Productivity is often one of the biggest concerns companies have when considering a move to a remote work model.  It may be accurate to say that doubts around effectiveness are the main factor behind this concern around productivity.  First, it should be noted that if you’re hiring employees you don’t trust to get work done in any location, then you’re hiring the wrong people to begin with.  Second, and most importantly, the transition to a remote model is certainly no easy effort but if it’s done right and team members have proper support, productivity can actually receive quite a boost.  Speaking anecdotally, I’m working with a team now that is entirely distributed across several states and continents.  I’ve noticed my personal output has greatly increased, with this increase mostly coming in quality (but quantity as well).  Our team has consistently completed work on time and even sometimes ahead of schedule, helping assuage any doubts our company might have head about productivity in the remote model.

5. Being the first truly remote employee has its pros/cons

Being the first truly remote employee within my organization, it’s been something of a pioneering experience.  The organization within which I work has had offshore contractors for many years but no employees who work remotely full-time (from another state entirely).  The biggest advantage of this for me has been that I’ve gotten to prove that the model works and move the organization ahead.  “Innovation” is incessantly paid lip service to by any and all companies these days, and while many of them may be pursuing legitimate innovations in product or processes, innovation around work itself is often neglected.  Remote work is the future and is slowly but surely gaining adoption.  Being able to help guide my company into this new frontier has provided both myself and the company with a lot of benefits.

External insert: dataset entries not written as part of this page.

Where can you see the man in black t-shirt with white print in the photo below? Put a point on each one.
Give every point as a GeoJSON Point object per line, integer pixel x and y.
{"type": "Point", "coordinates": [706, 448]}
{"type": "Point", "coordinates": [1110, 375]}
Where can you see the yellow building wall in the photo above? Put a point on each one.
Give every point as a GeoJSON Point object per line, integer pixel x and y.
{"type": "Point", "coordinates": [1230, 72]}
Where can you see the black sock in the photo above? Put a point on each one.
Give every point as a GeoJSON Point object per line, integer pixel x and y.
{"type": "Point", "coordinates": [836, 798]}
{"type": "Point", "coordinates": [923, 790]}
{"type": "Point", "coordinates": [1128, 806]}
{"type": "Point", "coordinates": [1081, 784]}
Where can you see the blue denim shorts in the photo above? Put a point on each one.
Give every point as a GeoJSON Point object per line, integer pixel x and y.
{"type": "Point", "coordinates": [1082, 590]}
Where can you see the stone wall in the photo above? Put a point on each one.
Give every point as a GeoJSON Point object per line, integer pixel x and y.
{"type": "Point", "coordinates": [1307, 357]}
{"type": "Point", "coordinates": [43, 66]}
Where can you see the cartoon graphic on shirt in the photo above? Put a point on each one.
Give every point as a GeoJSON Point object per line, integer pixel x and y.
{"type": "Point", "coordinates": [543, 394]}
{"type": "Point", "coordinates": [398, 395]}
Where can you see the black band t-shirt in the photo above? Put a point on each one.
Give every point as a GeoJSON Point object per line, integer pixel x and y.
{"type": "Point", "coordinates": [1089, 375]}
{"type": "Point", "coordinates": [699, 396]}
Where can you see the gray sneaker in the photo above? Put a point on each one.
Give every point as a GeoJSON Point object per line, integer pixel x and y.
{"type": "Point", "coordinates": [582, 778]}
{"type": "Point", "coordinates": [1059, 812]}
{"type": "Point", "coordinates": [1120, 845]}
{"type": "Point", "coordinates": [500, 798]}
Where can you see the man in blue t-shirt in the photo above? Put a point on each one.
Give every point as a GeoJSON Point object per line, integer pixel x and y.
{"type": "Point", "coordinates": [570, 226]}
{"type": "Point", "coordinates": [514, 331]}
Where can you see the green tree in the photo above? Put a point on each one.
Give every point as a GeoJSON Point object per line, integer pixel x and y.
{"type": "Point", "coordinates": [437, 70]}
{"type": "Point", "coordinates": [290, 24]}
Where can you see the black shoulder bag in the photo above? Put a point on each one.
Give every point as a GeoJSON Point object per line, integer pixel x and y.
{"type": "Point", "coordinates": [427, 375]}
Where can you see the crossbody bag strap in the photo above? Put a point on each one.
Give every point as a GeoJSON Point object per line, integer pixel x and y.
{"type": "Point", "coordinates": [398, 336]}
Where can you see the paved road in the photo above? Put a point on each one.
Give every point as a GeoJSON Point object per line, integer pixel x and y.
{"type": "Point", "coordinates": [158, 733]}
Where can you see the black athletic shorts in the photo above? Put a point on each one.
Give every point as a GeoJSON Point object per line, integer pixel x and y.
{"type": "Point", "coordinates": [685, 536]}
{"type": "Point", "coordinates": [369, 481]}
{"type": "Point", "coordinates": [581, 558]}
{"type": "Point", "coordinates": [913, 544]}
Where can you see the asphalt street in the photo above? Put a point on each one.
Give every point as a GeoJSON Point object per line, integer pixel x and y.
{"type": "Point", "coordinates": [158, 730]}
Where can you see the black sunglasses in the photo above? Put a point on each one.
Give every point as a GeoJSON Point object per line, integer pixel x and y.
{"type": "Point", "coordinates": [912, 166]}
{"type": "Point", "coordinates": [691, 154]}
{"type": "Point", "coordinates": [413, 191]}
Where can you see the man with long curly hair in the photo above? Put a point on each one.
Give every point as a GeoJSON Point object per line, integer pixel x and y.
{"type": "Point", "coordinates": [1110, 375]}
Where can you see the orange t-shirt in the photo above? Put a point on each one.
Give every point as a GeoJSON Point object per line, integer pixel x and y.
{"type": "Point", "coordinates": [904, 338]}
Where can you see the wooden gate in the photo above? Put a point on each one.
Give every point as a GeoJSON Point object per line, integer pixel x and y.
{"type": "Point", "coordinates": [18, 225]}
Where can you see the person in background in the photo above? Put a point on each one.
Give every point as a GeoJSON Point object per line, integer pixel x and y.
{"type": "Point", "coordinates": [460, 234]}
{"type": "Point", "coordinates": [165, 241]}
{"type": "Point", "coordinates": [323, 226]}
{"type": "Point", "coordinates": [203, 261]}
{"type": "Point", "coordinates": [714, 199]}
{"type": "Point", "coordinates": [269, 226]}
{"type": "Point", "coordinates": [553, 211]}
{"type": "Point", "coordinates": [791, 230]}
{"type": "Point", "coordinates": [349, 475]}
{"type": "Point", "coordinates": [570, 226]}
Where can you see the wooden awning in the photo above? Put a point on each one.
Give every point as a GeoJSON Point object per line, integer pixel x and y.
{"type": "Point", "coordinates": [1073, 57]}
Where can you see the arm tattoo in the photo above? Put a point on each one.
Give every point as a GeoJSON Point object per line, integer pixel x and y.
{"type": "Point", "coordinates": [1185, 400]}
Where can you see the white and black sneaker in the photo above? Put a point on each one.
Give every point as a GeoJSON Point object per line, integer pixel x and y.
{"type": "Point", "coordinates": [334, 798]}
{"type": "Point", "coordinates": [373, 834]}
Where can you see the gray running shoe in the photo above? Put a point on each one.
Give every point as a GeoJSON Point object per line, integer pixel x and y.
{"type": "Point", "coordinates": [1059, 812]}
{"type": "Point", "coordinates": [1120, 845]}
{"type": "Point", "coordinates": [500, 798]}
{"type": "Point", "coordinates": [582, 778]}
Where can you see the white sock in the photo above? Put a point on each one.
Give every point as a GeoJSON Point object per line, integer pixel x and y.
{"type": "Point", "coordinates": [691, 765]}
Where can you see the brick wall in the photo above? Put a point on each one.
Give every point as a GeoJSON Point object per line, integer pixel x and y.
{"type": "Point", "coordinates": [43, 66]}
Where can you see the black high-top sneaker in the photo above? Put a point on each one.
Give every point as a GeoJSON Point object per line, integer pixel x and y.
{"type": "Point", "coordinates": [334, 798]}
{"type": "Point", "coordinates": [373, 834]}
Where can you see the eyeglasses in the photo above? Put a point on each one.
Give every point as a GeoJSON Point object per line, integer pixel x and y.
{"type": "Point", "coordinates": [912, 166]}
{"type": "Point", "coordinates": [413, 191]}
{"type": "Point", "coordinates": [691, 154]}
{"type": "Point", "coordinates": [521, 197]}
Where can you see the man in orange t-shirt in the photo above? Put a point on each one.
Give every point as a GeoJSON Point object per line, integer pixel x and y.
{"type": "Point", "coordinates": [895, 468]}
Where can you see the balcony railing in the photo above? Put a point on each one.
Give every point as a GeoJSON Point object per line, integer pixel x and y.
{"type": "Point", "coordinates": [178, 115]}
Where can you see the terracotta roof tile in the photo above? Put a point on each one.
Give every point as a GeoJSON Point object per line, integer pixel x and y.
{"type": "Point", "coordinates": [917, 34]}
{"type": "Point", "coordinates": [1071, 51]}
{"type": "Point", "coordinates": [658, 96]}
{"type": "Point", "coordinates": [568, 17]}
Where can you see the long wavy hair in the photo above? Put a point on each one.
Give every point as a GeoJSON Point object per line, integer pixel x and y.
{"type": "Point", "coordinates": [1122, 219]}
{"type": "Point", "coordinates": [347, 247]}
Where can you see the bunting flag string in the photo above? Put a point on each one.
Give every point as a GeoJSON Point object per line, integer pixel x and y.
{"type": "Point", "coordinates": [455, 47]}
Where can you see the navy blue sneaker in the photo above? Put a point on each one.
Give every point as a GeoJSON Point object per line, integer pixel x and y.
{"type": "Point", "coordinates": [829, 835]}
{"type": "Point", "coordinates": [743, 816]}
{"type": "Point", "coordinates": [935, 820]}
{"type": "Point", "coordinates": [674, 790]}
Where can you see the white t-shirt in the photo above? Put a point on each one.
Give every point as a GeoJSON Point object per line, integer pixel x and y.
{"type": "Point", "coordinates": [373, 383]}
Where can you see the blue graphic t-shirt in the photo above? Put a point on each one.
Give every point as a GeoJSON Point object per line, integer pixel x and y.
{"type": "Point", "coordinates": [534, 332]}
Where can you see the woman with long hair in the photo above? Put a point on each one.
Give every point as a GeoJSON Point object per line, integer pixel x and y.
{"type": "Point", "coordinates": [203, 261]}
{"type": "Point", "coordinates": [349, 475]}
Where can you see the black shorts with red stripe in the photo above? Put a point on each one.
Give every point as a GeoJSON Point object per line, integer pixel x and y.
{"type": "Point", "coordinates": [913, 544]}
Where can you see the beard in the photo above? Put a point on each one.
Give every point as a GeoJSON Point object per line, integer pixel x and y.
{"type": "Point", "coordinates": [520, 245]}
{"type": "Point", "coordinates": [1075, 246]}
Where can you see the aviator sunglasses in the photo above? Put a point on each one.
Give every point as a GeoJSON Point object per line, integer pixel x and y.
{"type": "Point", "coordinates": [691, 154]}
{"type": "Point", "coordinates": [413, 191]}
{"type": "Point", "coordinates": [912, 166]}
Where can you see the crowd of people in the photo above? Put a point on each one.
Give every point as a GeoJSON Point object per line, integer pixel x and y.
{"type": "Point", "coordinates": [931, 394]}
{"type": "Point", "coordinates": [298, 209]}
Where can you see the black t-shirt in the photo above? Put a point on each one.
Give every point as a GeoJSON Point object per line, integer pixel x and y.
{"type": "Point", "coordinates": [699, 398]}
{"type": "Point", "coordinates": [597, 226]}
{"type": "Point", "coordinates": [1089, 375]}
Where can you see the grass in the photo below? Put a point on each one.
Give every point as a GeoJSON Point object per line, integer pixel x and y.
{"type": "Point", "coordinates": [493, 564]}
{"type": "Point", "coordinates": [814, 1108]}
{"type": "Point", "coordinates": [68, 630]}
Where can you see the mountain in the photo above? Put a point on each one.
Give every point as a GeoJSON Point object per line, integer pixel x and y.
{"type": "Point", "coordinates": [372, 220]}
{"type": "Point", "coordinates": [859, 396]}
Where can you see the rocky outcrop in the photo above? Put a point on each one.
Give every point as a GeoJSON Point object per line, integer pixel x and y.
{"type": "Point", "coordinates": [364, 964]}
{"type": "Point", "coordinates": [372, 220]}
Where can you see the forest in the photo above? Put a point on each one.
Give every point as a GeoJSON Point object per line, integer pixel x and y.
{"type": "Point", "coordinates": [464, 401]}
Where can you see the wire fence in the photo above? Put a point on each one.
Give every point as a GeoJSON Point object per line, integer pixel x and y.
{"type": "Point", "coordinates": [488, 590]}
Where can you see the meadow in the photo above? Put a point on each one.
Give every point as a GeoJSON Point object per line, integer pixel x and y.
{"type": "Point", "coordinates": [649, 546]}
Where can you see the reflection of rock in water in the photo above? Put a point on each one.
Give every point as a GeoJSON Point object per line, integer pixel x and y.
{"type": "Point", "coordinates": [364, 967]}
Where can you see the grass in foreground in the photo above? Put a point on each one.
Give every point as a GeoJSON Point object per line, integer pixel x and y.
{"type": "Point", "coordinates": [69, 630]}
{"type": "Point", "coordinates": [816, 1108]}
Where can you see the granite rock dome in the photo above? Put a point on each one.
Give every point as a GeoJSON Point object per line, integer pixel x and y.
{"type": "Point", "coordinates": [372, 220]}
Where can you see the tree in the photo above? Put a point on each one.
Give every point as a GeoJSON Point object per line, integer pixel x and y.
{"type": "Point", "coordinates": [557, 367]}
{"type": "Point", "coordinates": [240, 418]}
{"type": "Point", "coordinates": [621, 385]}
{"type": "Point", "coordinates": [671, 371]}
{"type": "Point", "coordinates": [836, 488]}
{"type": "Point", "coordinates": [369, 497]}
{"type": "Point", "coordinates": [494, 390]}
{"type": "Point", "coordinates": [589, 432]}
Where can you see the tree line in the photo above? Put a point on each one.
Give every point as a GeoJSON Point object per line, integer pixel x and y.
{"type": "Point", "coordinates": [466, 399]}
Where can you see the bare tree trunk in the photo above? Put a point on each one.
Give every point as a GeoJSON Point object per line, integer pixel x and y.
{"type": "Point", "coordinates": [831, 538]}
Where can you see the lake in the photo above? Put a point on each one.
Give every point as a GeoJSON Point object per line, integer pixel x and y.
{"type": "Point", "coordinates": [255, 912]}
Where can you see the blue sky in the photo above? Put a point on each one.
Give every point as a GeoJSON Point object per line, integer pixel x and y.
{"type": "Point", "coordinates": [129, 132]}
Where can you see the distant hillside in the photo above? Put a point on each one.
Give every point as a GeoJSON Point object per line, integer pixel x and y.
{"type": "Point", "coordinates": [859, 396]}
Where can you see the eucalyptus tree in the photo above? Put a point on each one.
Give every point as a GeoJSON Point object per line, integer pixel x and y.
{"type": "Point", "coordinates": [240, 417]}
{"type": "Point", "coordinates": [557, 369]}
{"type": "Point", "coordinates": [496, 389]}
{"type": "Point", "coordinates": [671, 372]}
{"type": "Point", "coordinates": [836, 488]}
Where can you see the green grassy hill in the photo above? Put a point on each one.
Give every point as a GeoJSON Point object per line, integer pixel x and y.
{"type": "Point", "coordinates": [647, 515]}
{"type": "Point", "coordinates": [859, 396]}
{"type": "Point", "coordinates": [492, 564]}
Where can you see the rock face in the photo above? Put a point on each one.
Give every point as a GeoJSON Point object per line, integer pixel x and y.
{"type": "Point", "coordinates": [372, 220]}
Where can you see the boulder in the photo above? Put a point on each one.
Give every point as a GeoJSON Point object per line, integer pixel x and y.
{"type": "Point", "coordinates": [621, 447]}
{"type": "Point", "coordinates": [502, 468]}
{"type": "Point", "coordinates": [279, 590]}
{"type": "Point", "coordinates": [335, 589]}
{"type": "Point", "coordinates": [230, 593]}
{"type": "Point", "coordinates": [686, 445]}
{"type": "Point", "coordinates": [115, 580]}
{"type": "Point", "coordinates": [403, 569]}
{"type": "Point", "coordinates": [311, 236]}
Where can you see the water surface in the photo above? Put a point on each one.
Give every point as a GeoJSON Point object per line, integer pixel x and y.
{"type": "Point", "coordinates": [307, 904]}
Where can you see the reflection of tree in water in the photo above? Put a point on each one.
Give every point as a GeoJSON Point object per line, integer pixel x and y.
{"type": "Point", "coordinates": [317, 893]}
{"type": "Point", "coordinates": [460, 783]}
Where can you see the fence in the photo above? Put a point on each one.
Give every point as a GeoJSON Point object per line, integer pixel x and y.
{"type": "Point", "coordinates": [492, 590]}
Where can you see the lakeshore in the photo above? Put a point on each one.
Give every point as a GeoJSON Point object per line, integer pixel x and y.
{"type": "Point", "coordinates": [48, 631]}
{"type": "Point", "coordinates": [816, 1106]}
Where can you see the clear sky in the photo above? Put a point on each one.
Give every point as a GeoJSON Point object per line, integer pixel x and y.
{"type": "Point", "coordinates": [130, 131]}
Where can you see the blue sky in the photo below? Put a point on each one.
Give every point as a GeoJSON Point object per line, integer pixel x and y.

Of course being the first has its downsides, the main being that the organization is still adapting to this kind of work.  Fortunately I’ve received support for it at high levels within the organization.

6. Can feel singled out, but this can be a positive thing

Continuing from the last observation, it can be easy to feel like the “remote guy” when you’re the only one.  Now that I’ve proven the model though, others within my organization are starting to join the ranks of the remote workforce.  Done right, you might find that others within your company respect you more for it as you’re essentially setting yourself apart from your coworkers.  Others will see that you’re trusted and respected enough to be granted this privilege.

7. Work is still work

The stereotypical image for remote work is some guy on a laptop working from the beach, but it’s not in any way that idyllic or cinematic.  Work is still work and if you’re on a tight deadline or putting out some fire, no grandiose scenery is going to change that.

8. Whiteboarding suffers

Depending on the type of work you do, not having a whiteboard can seem debilitating.  It’s a highly effective and quick tool for communication.  Similarly, being in meetings and not seeing what is being drawn on the whiteboard contributes to the communication gap.  An easy solution for this is to setup a video conference (either through Skype on someone’s laptop or a room VC if you have one) and point the camera at the whiteboard.

9. Having more frequent 1×1’s is helpful

I’ve had more frequent 1×1’s with coworkers.  This has helped fill the place of hallway conversations that you don’t get not being in the office.

10. A lot of other remote workers are out there

Working from coffee shops and coworking spaces I’ve seen a lot of other people in these spaces that are also working remotely.  These people have all varied in age, so it’s not just old or young employees pursuing this working model.  I suspect more and more spaces will open up, and existing ones catering to the remote worker as this becomes the future of work.